Shaw Communications Inc. (TSX:SJR.B)(NYSE:SJR), one of the largest telecommunications and media companies in Canada, announced third-quarter earnings results before the market opened on June 25, and its stock has responded by rising over 1%. Let’s break down the quarterly results to determine if we should buy in to this rally, or if we should wait for it to subside.
The results that sent its shares higher
Here’s a summary of Shaw’s third-quarter earnings results compared with what analysts had anticipated and its results in the same period a year ago.
Metric | Q3 2015 Actual | Q3 2015 Expected | Q3 2014 Actual |
Earnings Per Share | $0.42 | $0.49 | $0.47 |
Revenue | $1.42 billion | $1.42 billion | $1.34 billion |
Source: Financial Times
Shaw’s earnings per share decreased 10.6% and its revenue increased 5.7% compared with the third quarter of fiscal 2014. The company’s double-digit decline in earnings per share can be attributed to its net income decreasing 8.3% to $209 million and its weight average number of shares outstanding increasing 2.8% to 471 million.
Its strong revenue growth can be attributed to revenues increasing in all three of its major business segments, including 0.5% growth to $950 million in its Consumer segment, 0.7% growth to $303 million in its Media segment, and 7.4% growth to $131 million in its Business Network Services segment.
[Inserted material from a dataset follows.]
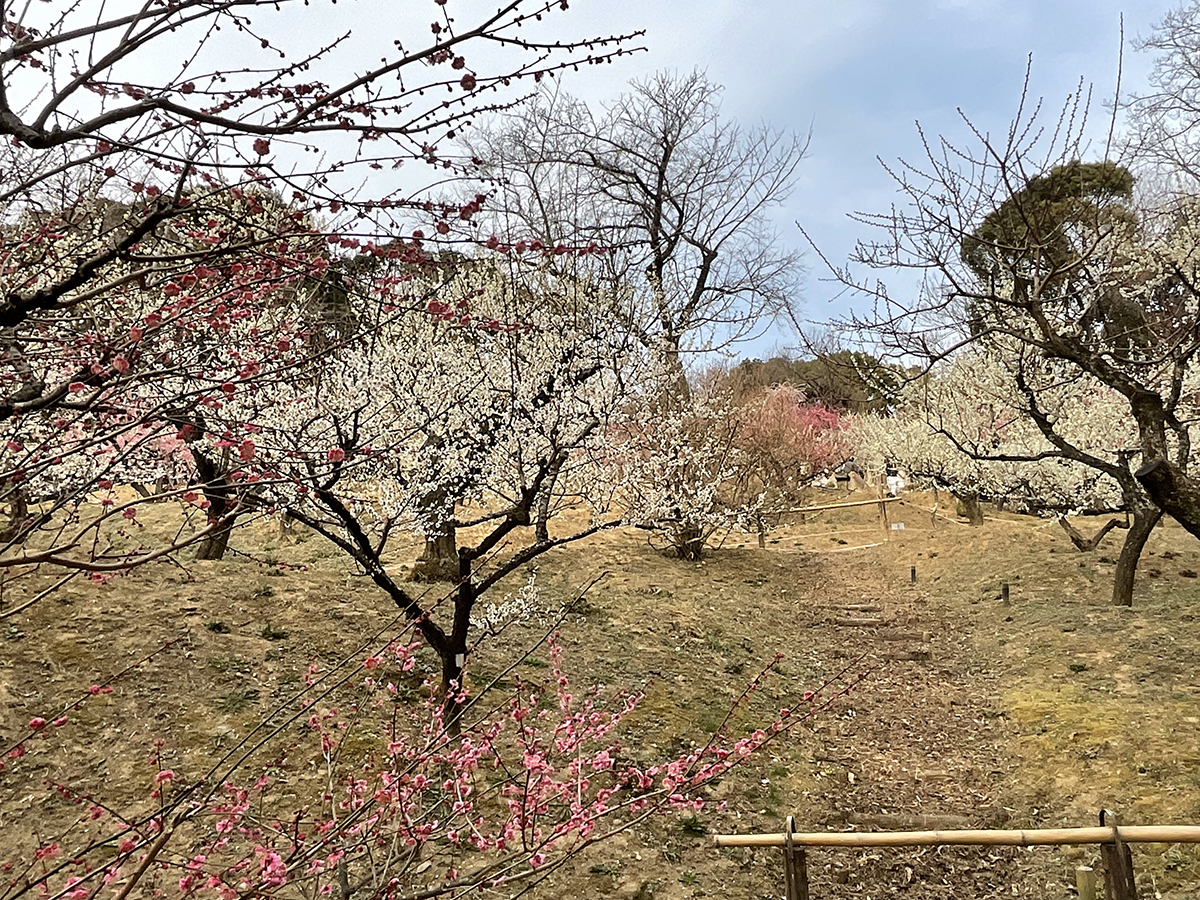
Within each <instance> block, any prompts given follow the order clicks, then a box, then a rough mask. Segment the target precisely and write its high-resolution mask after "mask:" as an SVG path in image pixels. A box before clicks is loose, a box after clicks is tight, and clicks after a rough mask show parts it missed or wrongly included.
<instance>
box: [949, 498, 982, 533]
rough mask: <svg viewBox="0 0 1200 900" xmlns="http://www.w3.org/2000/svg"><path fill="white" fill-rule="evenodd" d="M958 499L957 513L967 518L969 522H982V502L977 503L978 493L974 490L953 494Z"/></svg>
mask: <svg viewBox="0 0 1200 900" xmlns="http://www.w3.org/2000/svg"><path fill="white" fill-rule="evenodd" d="M955 498H956V499H958V514H959V515H960V516H962V517H965V518H966V520H967V522H968V523H970V524H973V526H980V524H983V504H980V503H979V494H978V492H976V491H971V492H967V493H958V494H955Z"/></svg>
Here’s a quick breakdown of six other notable statistics and updates from the report:
- Operating income before restructuring costs and amortization increased 7% year over year to $643 million
- Operating margin expanded 50 basis points year over year to 45.3%
- Funds flow from operations increased 27.2% year over year to $500 million
- Free cash flow increased 6.7% year over year to $256 million
- Total consumer subscribers decreased 2.4% year-to-date to 5,454,186
- Total business network subscribers decreased 1.9% year-to-date to 6,024,692
Should you buy in to the rally?
It was a good quarter overall for Shaw, so I think the pop in its stock is warranted. I also think this could be the start of a sustained rally towards its 52-week high, which it still sits more than 12% below.
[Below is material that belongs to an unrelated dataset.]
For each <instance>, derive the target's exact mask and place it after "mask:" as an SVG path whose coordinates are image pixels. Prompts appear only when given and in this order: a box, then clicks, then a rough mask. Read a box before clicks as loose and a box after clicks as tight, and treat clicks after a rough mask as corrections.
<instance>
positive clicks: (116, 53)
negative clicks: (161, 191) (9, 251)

First, Shaw’s stock trades at just 16 times fiscal 2015’s estimated earnings per share of $1.74 and only 15.2 times fiscal 2016’s estimated earnings per share of $1.84, both of which are inexpensive compared with the industry average price-to-earnings multiple of 17.6.
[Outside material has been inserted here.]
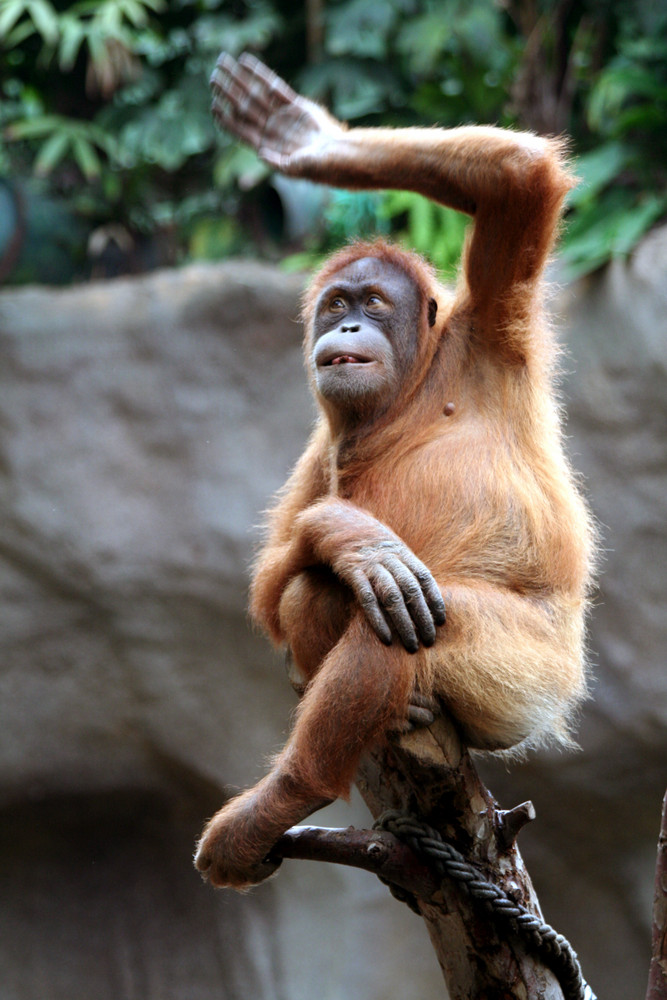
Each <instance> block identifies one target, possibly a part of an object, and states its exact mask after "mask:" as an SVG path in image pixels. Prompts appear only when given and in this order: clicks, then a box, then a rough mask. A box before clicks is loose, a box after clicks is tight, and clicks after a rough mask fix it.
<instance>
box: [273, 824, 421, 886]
mask: <svg viewBox="0 0 667 1000" xmlns="http://www.w3.org/2000/svg"><path fill="white" fill-rule="evenodd" d="M271 853H272V854H275V855H276V856H278V857H281V858H301V859H302V860H305V861H331V862H334V863H335V864H338V865H348V866H350V867H352V868H362V869H363V870H364V871H367V872H371V873H372V874H373V875H377V876H379V877H380V878H383V879H386V880H387V881H388V882H391V883H392V884H393V885H398V886H400V887H401V889H405V890H406V891H407V892H411V893H412V894H413V895H414V896H419V897H421V898H423V899H430V898H431V897H432V896H433V895H434V894H435V893H436V892H437V890H438V888H439V886H440V879H439V878H438V877H437V875H436V874H435V873H434V872H432V871H431V869H430V867H429V866H428V864H427V863H425V862H424V861H423V860H422V859H421V858H420V857H419V855H417V854H415V852H414V851H413V850H412V848H411V847H409V846H408V845H407V844H404V843H403V841H401V840H399V839H398V837H395V836H394V834H393V833H388V832H387V831H385V830H355V829H354V827H348V828H347V829H344V830H332V829H327V828H326V827H319V826H293V827H292V829H291V830H288V831H287V833H285V834H284V835H283V836H282V837H281V838H280V840H279V841H278V843H277V844H276V845H275V847H274V849H273V851H272V852H271Z"/></svg>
Second, Shaw pays a monthly dividend of $0.09875, or $1.185 per share annually, giving its stock a 4.2% yield at today’s levels. The company has also increased its annual dividend payment for 12 consecutive years, making it one of the top dividend-growth plays in the market today, and its increased amount of free cash flow could allow this streak to continue for the next several years.
With all of the information provided above in mind, I think Shaw Communications represents one of the best long-term investment opportunities in the market today. Foolish investors should strongly consider making it a core holding.